黒のポーン兵に笑顔を向けながら話し出す。
「お疲れ様です。僕の親戚が遊びに来たので国を案内していたんです。ほら、プラムは王宮がとても立派ですから!」
「ほう…そうか、プラムの国をを楽しんでいかれると良い。」
終始無表情の黒のポーン兵はそのまま王宮の方角へ歩いて行った。
ウィルを睨んでいたような気もするが、あの兵は何なのだろう…
「後は家に帰ってから話すね。今は誰が聞いてるか分からないから…」
少し早歩きで広場を出ようとするウィルにますます疑問がわく。
だが今は彼について行こうと大人しく手を引かれ続けた。
居住区に入り何度か角を曲がった。
道を進むほど、人通りが無くなってく。
やっとたどり着いたであろうウィルの家はちょっとボロ家だった。
「ちょっと汚いけど、入って。」
家の中は古いがちゃんと整頓された家で、兄と二人暮らしと聞いているが十分綺麗である。

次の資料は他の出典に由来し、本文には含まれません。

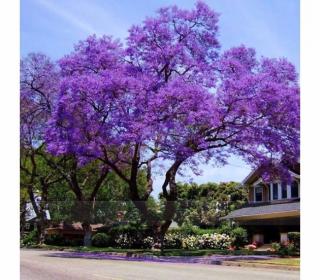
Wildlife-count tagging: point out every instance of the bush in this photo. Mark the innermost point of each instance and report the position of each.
(294, 237)
(276, 246)
(100, 240)
(172, 241)
(207, 241)
(30, 238)
(225, 228)
(239, 237)
(128, 236)
(284, 249)
(54, 239)
(190, 242)
(59, 240)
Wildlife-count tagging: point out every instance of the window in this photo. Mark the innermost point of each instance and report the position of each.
(284, 190)
(258, 193)
(274, 191)
(294, 189)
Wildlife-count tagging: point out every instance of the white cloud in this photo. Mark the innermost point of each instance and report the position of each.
(66, 15)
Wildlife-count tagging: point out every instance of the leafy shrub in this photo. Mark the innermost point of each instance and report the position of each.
(214, 241)
(190, 242)
(173, 241)
(294, 237)
(54, 239)
(239, 237)
(59, 240)
(125, 241)
(30, 238)
(128, 236)
(100, 240)
(284, 249)
(188, 229)
(148, 242)
(206, 241)
(225, 228)
(275, 246)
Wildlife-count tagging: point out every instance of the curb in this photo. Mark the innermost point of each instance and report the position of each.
(259, 265)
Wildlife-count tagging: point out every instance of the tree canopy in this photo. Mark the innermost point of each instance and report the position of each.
(170, 93)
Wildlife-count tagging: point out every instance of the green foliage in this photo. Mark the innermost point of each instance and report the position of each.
(101, 240)
(30, 238)
(284, 249)
(58, 240)
(239, 237)
(203, 205)
(276, 246)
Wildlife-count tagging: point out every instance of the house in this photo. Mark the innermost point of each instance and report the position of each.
(273, 208)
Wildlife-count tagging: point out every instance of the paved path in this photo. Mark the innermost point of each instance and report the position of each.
(42, 265)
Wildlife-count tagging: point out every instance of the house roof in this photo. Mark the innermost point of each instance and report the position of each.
(256, 173)
(263, 210)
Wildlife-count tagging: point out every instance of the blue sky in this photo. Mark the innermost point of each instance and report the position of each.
(269, 26)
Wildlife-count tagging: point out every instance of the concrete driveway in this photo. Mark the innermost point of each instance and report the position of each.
(44, 265)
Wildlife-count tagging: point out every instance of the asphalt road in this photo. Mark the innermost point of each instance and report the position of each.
(41, 265)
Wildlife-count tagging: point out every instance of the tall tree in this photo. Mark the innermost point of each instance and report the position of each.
(39, 88)
(39, 81)
(170, 94)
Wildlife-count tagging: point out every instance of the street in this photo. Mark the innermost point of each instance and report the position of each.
(41, 265)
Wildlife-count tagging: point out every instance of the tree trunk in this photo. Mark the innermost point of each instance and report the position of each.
(41, 226)
(87, 238)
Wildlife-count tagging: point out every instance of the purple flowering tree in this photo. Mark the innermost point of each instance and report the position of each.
(171, 94)
(39, 88)
(39, 80)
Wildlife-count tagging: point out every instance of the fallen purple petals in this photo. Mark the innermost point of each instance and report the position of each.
(216, 259)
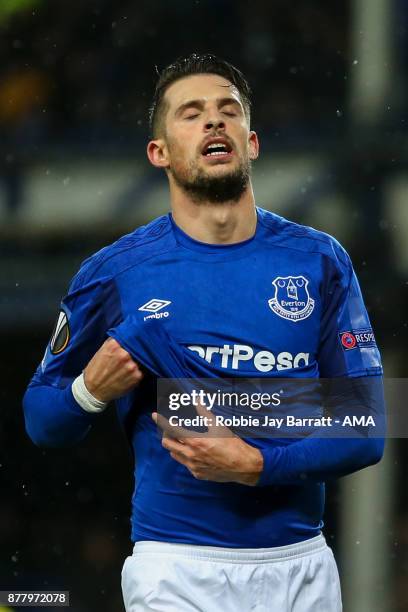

ウィルはせかせかと飲み物を用意して、棚から果物を出した。
「この橙色の果物は…?」
「モルモルって言って、この国の名産品。酸っぱくて美味しいよ。」
「もるもる…」
起用に外側の皮を剥いて薄皮に包まれた実を紫翠に差し出してきた。
口にしてみると程よい酸っぱさが口の中に広がった。
ちょっとだけ砂糖をかけるのも美味しいよと言ってウィルが薄皮を剥いたモルモルに少量の砂糖をかけ、器に盛ってくれた。
酸っぱさに甘さが加わり食べやすく、美味しい。
「砂糖をかけた方が私は好きだな。」
「ウィル、俺にもくれ。」
いつの間にか砡から出た炎砡が赤茶の犬の姿で足元で待機している。
海砡も出て紫翠の手に止まり、紫翠が分けてくれた数粒を口にした。
「まぁ…美味しいですわ。」
「聖獣も食べれるんだね。喜んでもらえて良かったよ~。」
ウィルから器に盛ってもらったモルモルを炎砡はガツガツと食べていた。
すると奥の階段がギシギシと音を立て始めた。
誰かが下りてくるようだ。
「ウィル?朝早くから何騒いでる?」
奥から顔を出したのはウィルに少し似た青年だった。